The CBN recently increased the
interest rate from 12% to 14% as Nigeria continues to battle a slowing economy,
inflation, and potential recession.
Several analysts have predicted
that the Naira, still suffering from bad CBN policies and a lack of foreign
investment amidst enormous demand for the greenback, will bear the brunt of
most of the economic pressure.
Inflation has been on the rise,
oil production has been cut down due to the activity of militant groups, as the
CBN seems unable to find a clear cut route out of the quagmire.
Though the CBN implemented a
so-called 'float' of the Naira after an 18-month peg, the currency has
continued to drop dramatically on the interbank market and the parallel market.
Little trading is taking place on
the interbank market with an average of $40 million a day, according to South
Africa-based Standard Bank Group. In 2013, daily trading volumes were as high
as $1 billion.
Trading on the interbank market
has also been stunted because dollar purchases have to be backed by customer
orders, which means primary dealers and other banks can't trade for a profit on
their own behalf.
After meeting with investors last
week, the CBN has come out to say that nothing has changed. “Investors should
allow the market some time to work itself out,” said spokesman Isaac Okorafor,
according to a Bloomberg report. “No one is fixing any prices. The market is
not bound to pander to unrealistic and speculative projections.”
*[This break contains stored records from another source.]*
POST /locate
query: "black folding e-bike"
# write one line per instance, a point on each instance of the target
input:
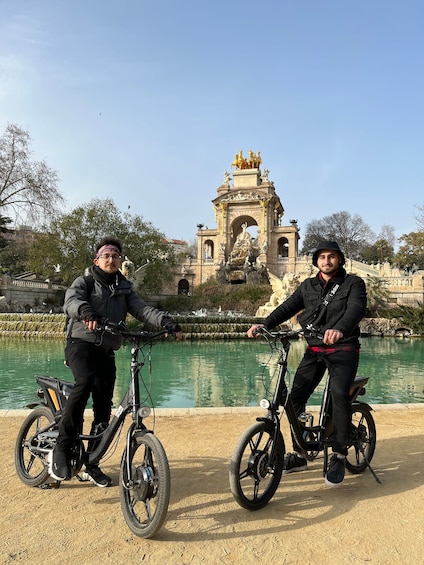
(257, 462)
(144, 479)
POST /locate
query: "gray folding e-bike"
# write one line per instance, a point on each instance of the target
(144, 479)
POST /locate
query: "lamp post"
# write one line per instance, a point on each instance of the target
(200, 228)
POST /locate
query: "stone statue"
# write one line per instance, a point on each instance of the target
(282, 289)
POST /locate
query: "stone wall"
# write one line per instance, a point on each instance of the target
(24, 294)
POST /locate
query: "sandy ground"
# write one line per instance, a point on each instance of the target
(305, 523)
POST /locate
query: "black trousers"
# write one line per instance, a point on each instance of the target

Analysts are already predicting
that it is very likely that the Naira will eventually drop further and hit the
N400/dollar mark in the near future.
Even if the CBN does eventually
free the Naira properly, Nigeria still faces a tricky situation. With inflation
rising, the economy weakening and drop in oil production, the future holds a
lot of pressure for the Naira as the market pushes for more flexibility.